Alors que la 78ème édition du Festival de Cannes bat son plein, l’affaire Depardieu continue de faire réagir les personnalités du septième art. Après Juliette Binoche, présidente du jury, c’est au tour de Pierre Niney de s’exprimer sur la condamnation de l’acteur de 76 ans pour agressions sexuelles. L’interprète du Comte de Monte-Cristo n’a pas mâché ses mots face aux journalistes de l’AFP, vendredi 18 mai, sur la Croisette.

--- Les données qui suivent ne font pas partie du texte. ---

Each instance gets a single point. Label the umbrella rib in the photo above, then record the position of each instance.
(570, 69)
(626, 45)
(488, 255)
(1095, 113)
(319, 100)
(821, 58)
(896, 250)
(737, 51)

Une prise de position franche et engagée de la part de Pierre Niney
“Il faut rendre absolument la justice partout, autant qu’on le peut. J’espère que ça va faire avancer les mentalités et la justice elle-même”, a déclaré Pierre Niney au micro de l’AFP. Des propos qui font écho à ceux tenus quelques jours plus tôt par Juliette Binoche, qui évoquait un homme “désacralisé pour des faits passés sous la justice”.
Pour rappel, Gérard Depardieu a été condamné le 13 mai dernier à 18 mois de prison avec sursis pour avoir agressé sexuellement une décoratrice et une assistante réalisatrice lors du tournage du film Les Volets verts en 2021. Une décision face à laquelle l’acteur a fait appel. Lors du procès, le comédien s’était défendu en affirmant : “Je ne vois pas pourquoi je m’amuserais à peloter une femme, des fesses, des seins. Je ne suis pas un frotteur dans le métro”.
Un changement de mentalité en marche
À 36 ans, Pierre Niney représente une nouvelle génération d’acteurs, plus sensible aux questions d’égalité et de respect dans le milieu du cinéma. L’acteur a d’ailleurs souligné les évolutions positives qu’il observe : “Je vois du changement, j’ai l’impression qu’il y a des voyants qui s’allument quand même, sur des choses qu’on ne peut pas faire, qu’on ne peut plus faire”.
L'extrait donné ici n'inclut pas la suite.